This is another in a series of my notes on Lotusphere 2012. I am very pleased to be back again after last year with support from IBM. These notes cover a session on Music Industry Social Evolution with Broadcast Music Inc. or BMI.
Kevin Forbes is the BMI enterprise architect. Mike McReady is the IBM business partner working with BMI from Prolifics. Kevin came from healthcare into the music business. BMI is one of three performing rights organizations in the US. Most countries have just one. It is a very complicated business. They provide royalty distributions. They track music performances and pay royalties based on data.
Being in the music business is highly social, both inside and outside organizations. They are trying to revamp the entire IT enterprise for BMI. They are just getting started and are three months into it and plan to take five years. They are changing the entire platform. Growth had outpaced existing infrastructure. Things are working but they want to perform better and drive down costs. There are now a lot of silos with little reuse. They are taxing their systems with too much replication between the scenes.
The vision is supporting collaboration inside and out. They want to target the right information for right user by role. One goal is SOA and to build core functions as services. Mobile is another key strategy and they want to deliver more mobile apps. They are using IBM Connections, Websphere Portal, SameTime, and Mobile Portal Accelerators. They are using IBM Rational tools and Tivoli for service management. Here is an interview I did on Rational with Gina Poole (see IBM Rational Offers Collaboration and Innovation within Software Development)
They are implementing the entire WebSphere back end for integration. They are using Rational for software management. They use Netezza, SPSS, and Cognos for business intelligence. It is a complete overall and they plan to take five years to complete it. Here is an interview with Mike Rhodin on the IBM acquisitions strategy including Netezza, SPSS, and Cognos. Kevin presented a complex diagram of all they are doing.
They have links between SameTime, Connections, and WebSphere both inside and outside the organization to build a more social business. On the business intelligence front they have a lot of data about music use across the world. They are tying Netezza, SPSS, and Cognos together for this analysis and looking to provide real-time data analysis of this music use data.

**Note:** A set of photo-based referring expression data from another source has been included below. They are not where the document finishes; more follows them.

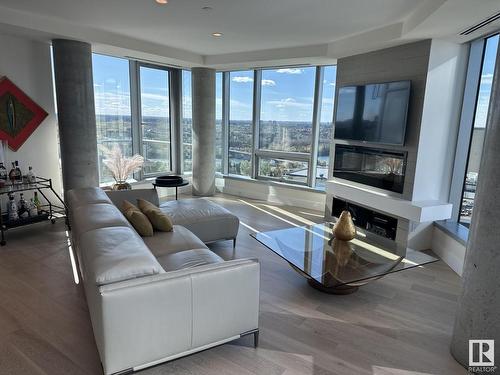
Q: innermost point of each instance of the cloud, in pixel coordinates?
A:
(487, 79)
(268, 82)
(241, 79)
(289, 103)
(289, 71)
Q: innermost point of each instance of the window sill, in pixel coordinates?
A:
(455, 230)
(275, 183)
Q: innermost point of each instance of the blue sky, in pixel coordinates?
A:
(287, 94)
(486, 81)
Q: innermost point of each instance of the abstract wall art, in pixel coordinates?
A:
(19, 115)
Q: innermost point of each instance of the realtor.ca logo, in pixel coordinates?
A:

They will tackle the plan by segments of the architecture based on business priorities or are core dependencies for the architecture. They will use the wikis in Connections for their teams to do work. Rather than building their own collaboration infrastructure and have to continue to update it, they are using these IBM tools so they can focus on the vision.

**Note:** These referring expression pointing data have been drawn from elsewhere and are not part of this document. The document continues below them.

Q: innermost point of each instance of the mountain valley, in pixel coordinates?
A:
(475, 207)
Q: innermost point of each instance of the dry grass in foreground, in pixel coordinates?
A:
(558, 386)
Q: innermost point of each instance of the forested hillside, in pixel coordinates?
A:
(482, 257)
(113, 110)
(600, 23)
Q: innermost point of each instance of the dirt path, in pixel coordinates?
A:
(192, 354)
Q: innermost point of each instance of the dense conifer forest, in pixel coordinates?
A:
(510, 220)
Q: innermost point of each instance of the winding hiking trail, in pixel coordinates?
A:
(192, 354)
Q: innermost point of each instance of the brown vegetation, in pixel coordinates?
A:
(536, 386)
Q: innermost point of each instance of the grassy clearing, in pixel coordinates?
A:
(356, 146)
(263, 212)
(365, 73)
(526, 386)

They have restructured the development teams to avoid silos while giving specific responsibilities. One of the challenges is running the business while this change is underway. There are nine work streams: portal team, IBM agility at scale, Rational, Quality Center, Business Analytics, InfoSphere, Center of Excellence, Enterprise Architecture, and Program Management.
They opened it up for Q&A. How does the social part unfold? Kevin said the development is about high collaboration. One use case is using social to find best development team members for each task. They have some external social uses cases but these a secret for the moment.
I asked about what the end users do with the tools they have described. BMI has about 10 million songs and tracks their performance. Licensing is tricky. There are rules and regulations. Ownership of copyrights changes a lot through things like divorces. Examples of tracked performances include YouTube TV, radio. Their BMI end users need to track all of this. Whenever a song is played on a radio station a royalty needs to be paid by the station. Even when a song is used on YouTube a royalty needs to be paid. It seems like these external facing tracking use cases are the most interesting but that is what they cannot talk about at the moment. However, the complexity is certainly apparent. Things need to be transparent and accessible. For example, anything stored in an email is potential lost revenue. I look forward to the time when they can relive these social use cases.